President George W. Bush pulled the United States out of Kyoto in 2001, saying caps would cost jobs and the plan wrongly omitted targets for poor countries.
Expensive
Verheugen cautioned that what he called unrealistic targets could be hugely expensive and make European business less globally competitive. "The tentative empirical work undertaken by my services suggests that 2020 unilateral targets of more than 15 percent off 1990 levels could imply significant costs," he wrote.
"Targets between 10 and 15 percent would already imply electricity price increases in Europe of some 10 percent and prices of CO2 of up to 30 euros per tonne." The letter appeared to point to numbers under discussion in the Commission.
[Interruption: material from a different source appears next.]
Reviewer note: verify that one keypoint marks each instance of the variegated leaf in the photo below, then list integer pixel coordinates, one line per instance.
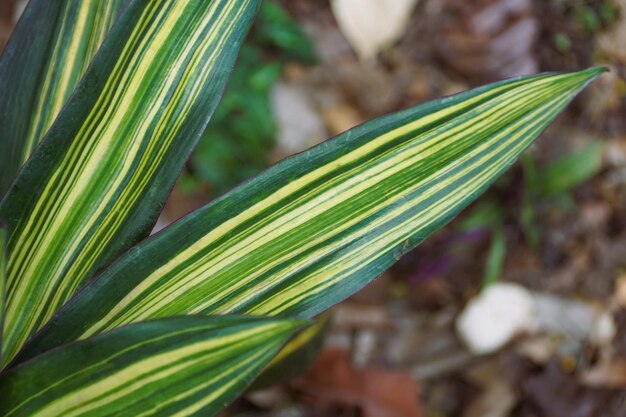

Verheugen did not explain how cars could be included in the complex emissions trading scheme (ETS), which now covers less than half of total EU emissions, mainly in electricity generation and heavily polluting industries. Under the scheme, limits are set on the amount of CO2 that factories can release, forcing companies to buy emissions permits if they exceed their cap.
"We need to extend the (emissions trading) system to bring in other sectors -- e.g. cars -- as well as other gases. There is no justification for excluding these from the ETS -- we must avoid the proliferation of stand-alone schemes or alternative outdated "command and control" approaches," he said.
His embrace of the idea may be aimed at forestalling the declared intention of Environment Minister Stavros Dimas to propose binding legislation to make the automobile industry respect emissions norms for cars, which have so far been voluntary and not fully achieved.
Verheugen also called for an active industrial policy to make Europe the frontrunner in environmental industries while giving energy-intensive companies facing global competition a transition period to reduce their emissions.